This El Camino is a Cadillac: The 1954 GM Motorama Show Car

The first El Camino from General Motors wasn’t a Chevy pickup but a one-off Cadillac show car created for the 1954 Motorama.

 

General Motors has gotten plenty of mileage out of the El Camino name over the years, primarily on a familiar series of passenger car-based pickups produced by Chevrolet in 1959-60 and from 1964 to 1987. (The nameplate was inspired by El Camino Real, the King’s Highway, a 600-mile road in Spanish California.) But a few years earlier, the name was first used on a 1954 Cadillac Motorama dream car.

 

The design of El Camino the first is attributed to Cadillac styling manager Ken Glowacke, leading a team of young stylists that included future GM design star David Holls, and it’s said that Holls was a major contributor to the final design. A rakish, close-coupled two-place coupe, the car foreshadowed a number of styling futures that would soon appear on Cadillac production vehicles.

+   The brushed stainless steel roof panel that later featured on the 1957 El Dorado Brougham.

 The sharply tailored tailfins, which next turned up on the 1955-56 El Dorado Biarritz Convertible, followed by the rest of the Cadillac line for 1957-58.

 Quad headlamps, which also were featured on the El Dorado Brougham in 1957, then adopted for all Cadillacs across the board from 1958 on.

 

The 1954 Motorama tour, which opened at the Waldorf Astoria on January 26, also included a sibling to the El Camino: La Espada, similar in most respects but with some trim variations and constructed in a convertible body style. La Espada is shown above at the luxurious Key Biscayne Hotel in Miami, a popular destination for GM photo shoots in the Harley Earl years.

Like most of the Motorama show cars, El Camino and La Espada were constructed on modified production car chassis with fiberglass bodies. But unlike many of the idea cars from the Motor City in the ’50s, the El Camino was reportedly fully functional and road worthy, sporting a 331 cubic-inch V8 and Hydra-Matic transmission.
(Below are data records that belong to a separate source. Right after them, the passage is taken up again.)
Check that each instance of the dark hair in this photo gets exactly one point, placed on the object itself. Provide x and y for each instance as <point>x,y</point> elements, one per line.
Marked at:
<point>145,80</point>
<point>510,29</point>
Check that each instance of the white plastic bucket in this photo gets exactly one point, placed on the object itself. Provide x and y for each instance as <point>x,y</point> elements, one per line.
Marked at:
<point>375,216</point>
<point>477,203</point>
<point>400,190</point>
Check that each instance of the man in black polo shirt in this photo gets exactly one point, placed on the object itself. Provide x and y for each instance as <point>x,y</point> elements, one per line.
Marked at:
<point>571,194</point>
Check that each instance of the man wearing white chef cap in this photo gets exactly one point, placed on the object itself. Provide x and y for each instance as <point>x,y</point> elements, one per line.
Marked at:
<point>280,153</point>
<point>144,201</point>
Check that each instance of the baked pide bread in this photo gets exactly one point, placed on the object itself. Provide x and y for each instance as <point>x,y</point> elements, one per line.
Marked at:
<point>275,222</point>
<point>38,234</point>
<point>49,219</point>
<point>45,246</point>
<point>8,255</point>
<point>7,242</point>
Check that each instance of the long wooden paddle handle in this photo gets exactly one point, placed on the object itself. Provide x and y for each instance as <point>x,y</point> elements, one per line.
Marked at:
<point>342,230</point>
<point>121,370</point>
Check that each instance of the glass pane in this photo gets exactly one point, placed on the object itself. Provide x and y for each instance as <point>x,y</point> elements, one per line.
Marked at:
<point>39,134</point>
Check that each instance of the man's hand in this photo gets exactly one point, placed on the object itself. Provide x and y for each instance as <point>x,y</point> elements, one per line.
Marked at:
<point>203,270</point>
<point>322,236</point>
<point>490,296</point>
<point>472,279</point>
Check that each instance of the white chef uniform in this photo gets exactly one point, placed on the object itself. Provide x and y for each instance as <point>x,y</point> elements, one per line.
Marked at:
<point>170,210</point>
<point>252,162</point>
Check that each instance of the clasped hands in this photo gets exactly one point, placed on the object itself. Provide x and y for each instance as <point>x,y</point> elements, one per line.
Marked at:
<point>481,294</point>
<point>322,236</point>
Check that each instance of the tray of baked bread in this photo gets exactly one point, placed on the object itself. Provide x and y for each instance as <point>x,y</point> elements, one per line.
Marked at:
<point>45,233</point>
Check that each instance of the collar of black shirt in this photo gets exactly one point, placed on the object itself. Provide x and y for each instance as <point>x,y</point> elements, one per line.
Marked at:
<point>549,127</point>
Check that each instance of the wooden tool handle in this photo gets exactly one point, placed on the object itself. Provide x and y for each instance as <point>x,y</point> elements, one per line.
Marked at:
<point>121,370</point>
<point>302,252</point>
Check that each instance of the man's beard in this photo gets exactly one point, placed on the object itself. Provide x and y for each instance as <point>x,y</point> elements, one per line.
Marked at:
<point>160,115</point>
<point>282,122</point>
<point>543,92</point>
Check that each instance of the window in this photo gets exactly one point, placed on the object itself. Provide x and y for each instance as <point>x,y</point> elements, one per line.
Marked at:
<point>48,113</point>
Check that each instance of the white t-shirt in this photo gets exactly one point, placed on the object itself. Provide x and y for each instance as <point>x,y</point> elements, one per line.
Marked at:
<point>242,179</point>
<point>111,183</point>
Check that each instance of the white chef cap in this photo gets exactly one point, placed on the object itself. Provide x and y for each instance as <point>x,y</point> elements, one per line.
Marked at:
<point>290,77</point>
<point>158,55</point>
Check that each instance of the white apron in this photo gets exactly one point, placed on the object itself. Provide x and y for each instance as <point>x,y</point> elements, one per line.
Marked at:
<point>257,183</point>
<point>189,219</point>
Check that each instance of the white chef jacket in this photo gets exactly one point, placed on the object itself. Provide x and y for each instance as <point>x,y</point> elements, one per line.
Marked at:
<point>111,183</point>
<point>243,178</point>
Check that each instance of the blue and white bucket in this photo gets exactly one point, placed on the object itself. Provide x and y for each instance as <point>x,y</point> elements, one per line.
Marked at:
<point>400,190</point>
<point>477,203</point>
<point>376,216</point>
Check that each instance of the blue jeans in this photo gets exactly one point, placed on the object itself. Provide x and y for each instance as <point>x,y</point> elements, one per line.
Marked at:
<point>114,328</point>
The eventual fate of the original El Camino has never been officially verified, but after all these years the car is lost and presumed to be destroyed.

 

3 thoughts on “This El Camino is a Cadillac: The 1954 GM Motorama Show Car

  1. “…presumed to be destroyed”…(until it shows up in the Joe Bortz collection) Kidding.
    God Bless the man for keeping all those rarities alive.